In each case the Aspider configuration options are followed in order and details on how to determine what to configure there are provided based on the type of Heritrix configuration you have.
This section is under construction
Seed URLs
Copy seed URLs into Aspider
Crawl Scope
If the crawler beans contains a org.archive.modules.deciderules.surt.NotOnDomainsDecideRule bean
Set this option to Domain only
If contains a org.archive.modules.deciderules.surt.NotOnHostsDecideRule bean instead
Set this option to Host Only
If there is not any of the previous beans
User Agent
If any userAgentTemplate property is set in the crawler beans
Copy the user-agent into this option
Crawl Depth
This is as a bean in the crawler beans:
<bean class="org.archive.modules.deciderules.TooManyHopsDecideRule"> <property name="maxHops" value="HOPS-NUMBER" /> </bean>
Copy the "HOPS-NUMBER" into this option
Max Links per page
Find the maxOutLinks property in the crawler beans and copy its value into this option
Use Authentication
If your site requires authentication the very first step you need to do is to identify the type of authentication to use.This can be found in the crawler-beans file by looking for the bean with id of "credential".There can be two different beans:
In the Form Element Path field you should inspect into your login page structure to determine where the form can be found, for example, if your login page HTML looks like this:
<html> <head>..</head> <body> <div id="content"> <form id="login" method="POST" action="login.php"> <label><b>Username</b></label> <input type="text" placeholder="Enter Username" name="uname" required> <label><b>Password</b></label> <input type="password" placeholder="Enter Password" name="psw" required> <input type="hidden" name="clientToken" value="wAAAMLCwkJCQgAAAGJiYoKCgpKSkiH"> <button type="submit">Login</button> </form> </div> </body> </html>
your Form Element Path should look like:
/html/body/div[@id="content"]/form[@id="login"]
if you are using 3.1.0.6 version or later, a CSS Selector should be use and it should look like:
#login
HttpAuthenticationCredential
There can be different types of authentication such as BASIC, DIGEST or NTLM. These kinds of authentication mechanisms work on the connection level, so the server returns a 401 status code challenging the client for credentials.

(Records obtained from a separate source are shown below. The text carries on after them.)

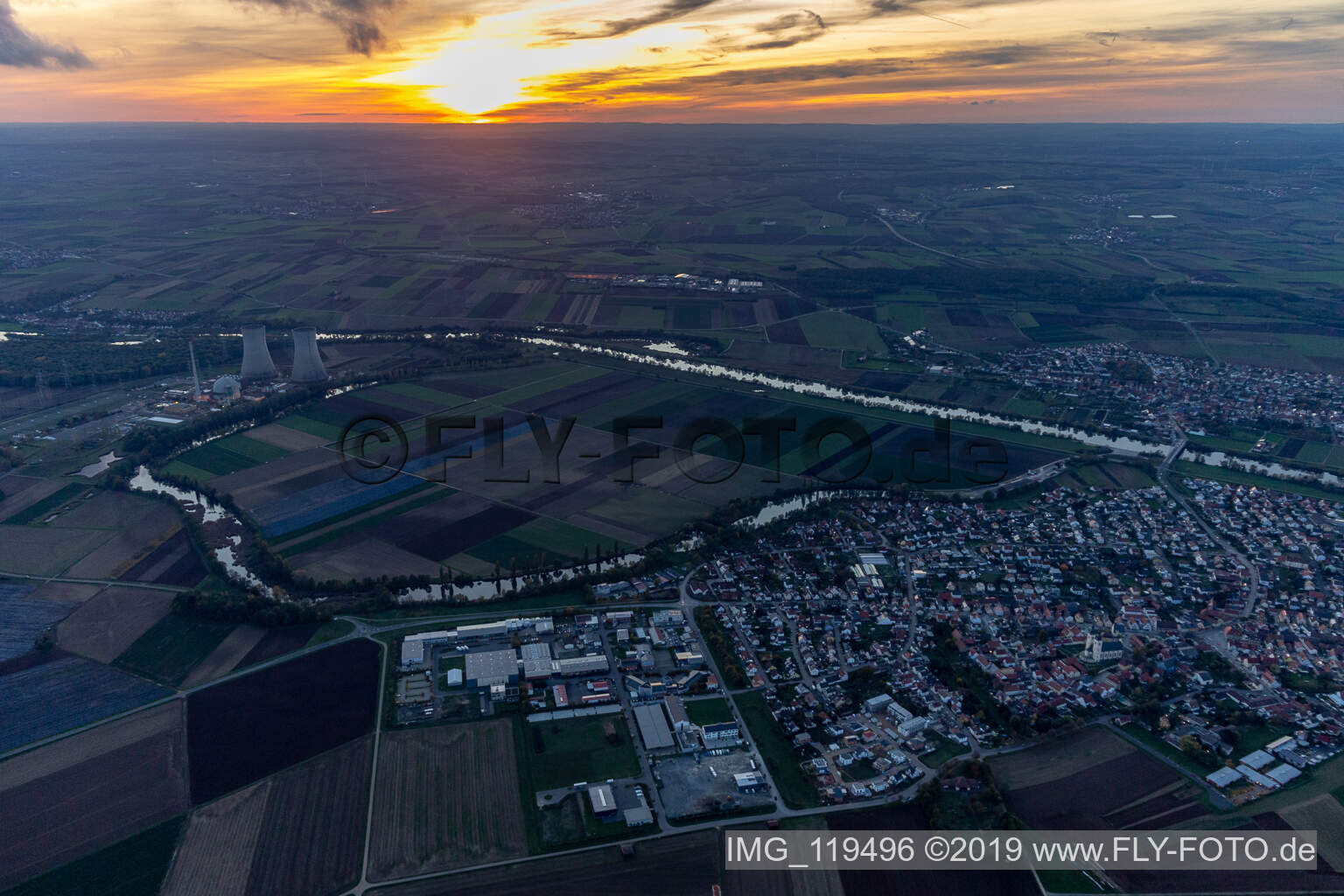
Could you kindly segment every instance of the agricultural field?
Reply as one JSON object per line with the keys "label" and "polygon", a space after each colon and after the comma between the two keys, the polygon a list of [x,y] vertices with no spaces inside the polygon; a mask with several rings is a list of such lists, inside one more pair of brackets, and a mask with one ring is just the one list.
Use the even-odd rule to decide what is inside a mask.
{"label": "agricultural field", "polygon": [[359,877],[372,737],[194,810],[164,896],[314,896]]}
{"label": "agricultural field", "polygon": [[102,588],[56,627],[56,643],[62,650],[112,662],[168,615],[172,596],[151,588]]}
{"label": "agricultural field", "polygon": [[1035,752],[989,760],[1008,810],[1032,827],[1167,827],[1207,811],[1198,785],[1105,729],[1093,727]]}
{"label": "agricultural field", "polygon": [[734,721],[732,708],[723,697],[706,697],[704,700],[687,700],[685,715],[692,724],[712,725],[719,721]]}
{"label": "agricultural field", "polygon": [[169,613],[118,654],[114,665],[137,676],[179,685],[228,638],[234,627],[227,622]]}
{"label": "agricultural field", "polygon": [[[426,415],[448,411],[473,418],[476,429],[444,430],[438,446],[426,446]],[[300,418],[339,434],[371,414],[396,420],[409,455],[403,472],[386,482],[351,480],[337,453],[314,446],[220,476],[212,486],[238,501],[297,575],[313,580],[437,576],[441,567],[474,576],[491,575],[496,566],[526,572],[582,562],[598,551],[642,547],[704,519],[727,500],[798,488],[804,477],[853,476],[857,463],[843,451],[843,441],[812,451],[802,445],[814,424],[853,411],[707,382],[669,382],[620,363],[548,361],[358,390],[306,404],[271,424]],[[559,419],[577,418],[558,463],[543,462],[528,414],[544,418],[551,434]],[[778,477],[759,438],[746,439],[737,473],[716,439],[700,439],[694,455],[676,450],[677,434],[694,420],[718,416],[745,424],[781,415],[797,418],[797,427],[781,442]],[[484,420],[492,416],[503,419],[497,441],[485,437]],[[632,433],[630,447],[621,447],[612,431],[621,416],[661,418],[663,426]],[[931,435],[926,418],[864,411],[855,419],[872,439],[868,474],[968,482],[962,455],[978,430],[958,429],[945,470],[915,469],[911,451]],[[648,445],[640,446],[641,441]],[[1055,457],[1024,442],[1012,447],[1009,476]]]}
{"label": "agricultural field", "polygon": [[372,731],[378,678],[379,646],[351,641],[194,692],[192,805]]}
{"label": "agricultural field", "polygon": [[177,817],[34,877],[5,896],[157,896],[185,818]]}
{"label": "agricultural field", "polygon": [[[142,576],[149,566],[140,566],[141,562],[152,557],[181,529],[175,509],[126,492],[65,486],[42,505],[36,514],[34,509],[38,505],[31,505],[0,525],[0,570],[24,575],[145,580]],[[199,567],[199,560],[196,564]],[[153,578],[157,579],[165,570],[156,571]],[[183,568],[179,567],[175,575],[183,576]]]}
{"label": "agricultural field", "polygon": [[[825,826],[836,834],[860,830],[925,830],[923,814],[911,805],[883,806],[828,814]],[[1040,888],[1025,870],[911,870],[892,875],[874,870],[841,870],[845,896],[1036,896]]]}
{"label": "agricultural field", "polygon": [[640,774],[630,731],[618,715],[527,724],[523,735],[531,747],[520,762],[527,793]]}
{"label": "agricultural field", "polygon": [[172,701],[0,762],[0,887],[180,815],[184,746]]}
{"label": "agricultural field", "polygon": [[0,660],[11,660],[32,650],[34,639],[60,622],[78,604],[65,600],[42,600],[32,596],[36,586],[0,582]]}
{"label": "agricultural field", "polygon": [[738,712],[751,733],[751,740],[765,760],[770,778],[780,789],[780,798],[789,809],[806,809],[821,805],[817,790],[798,767],[801,758],[793,751],[793,744],[770,715],[765,696],[759,690],[741,693],[734,697]]}
{"label": "agricultural field", "polygon": [[375,787],[372,880],[527,853],[507,719],[384,733]]}
{"label": "agricultural field", "polygon": [[195,688],[228,674],[266,637],[266,629],[241,625],[224,635],[215,649],[183,678],[183,688]]}
{"label": "agricultural field", "polygon": [[720,881],[719,832],[698,832],[642,841],[634,856],[620,848],[587,849],[569,856],[469,870],[438,880],[395,884],[386,896],[591,896],[640,893],[685,896],[708,893]]}
{"label": "agricultural field", "polygon": [[81,657],[46,662],[0,677],[0,752],[114,716],[172,692]]}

The crawler beans mapping would go like:
Crawler beans property | Aspider field |
---|---|
domain | host |
realm | realm |
login | domain + user |
password | password |
Include patterns
Find the "MatchesListRegexDecideRule" which have the "decision" property of "ACCEPT"
Copy the regex patterns into the "Include Patterns" section in Aspider
Any URL that does not match with any pattern in this list will be EXCLUDED
Any pattern set here will overwrite the "Crawl Scope"
For example adding .* is like having Crawl Scope "Everything"
If you add a pattern here that doesn't match the seed URLs the crawler won't be able to get anything, so make sure your seed URLs are covered
Exclude patterns
Find the"MatchesListRegexDecideRule" which have the "decision" property of "REJECT"
Copy the regex patterns into the "Exclude patterns" section in Aspider
Any URL matching a pattern in this list will NOT be processed in the workflow so it will NOT be indexed.
These rules will also prevent the crawler from discovering links from any URL that matches a pattern in this list (unless "scan excluded items" is checked).
Scan Excluded Items
This option will allow to extract (scan) links also from excluded items.
If there is a pattern in the Heritrix "Index Exclude Patterns" but not in the crawler beans REJECT MatchesListRegexDecideRule, you may want to check this option
If there is a subset of pattern of rejects that you don't want to extract links (scan) you should add those patterns into the "Do not follow patterns" option
Reject Images / Videos / Javascript /CSS
If you have the following bean in your crawler beans
<bean class="org.archive.modules.deciderules.MatchesListRegexDecideRule"> <property name="decision" value="REJECT"/> <property name="listLogicalOr" value="true"/> <property name="regexList"> <list> <value>.*\.js.*</value> <value>.*\.css.*</value> <value>.*\.swf.*</value> <value>.*\.gif.*</value> <value>.*\.png.*</value> <value>.*\.jpg.*</value> <value>.*\.jpeg.*</value> <value>.*\.bmp.*</value> <value>.*\.mp3.*</value> <value>.*\.mp4.*</value> <value>.*\.avi.*</value> <value>.*\.mpg.*</value> <value>.*\.mpeg.*</value> </list> </property> </bean>
Then you should check this option in Aspider
This will exclude any multimedia files from getting processed by the crawler.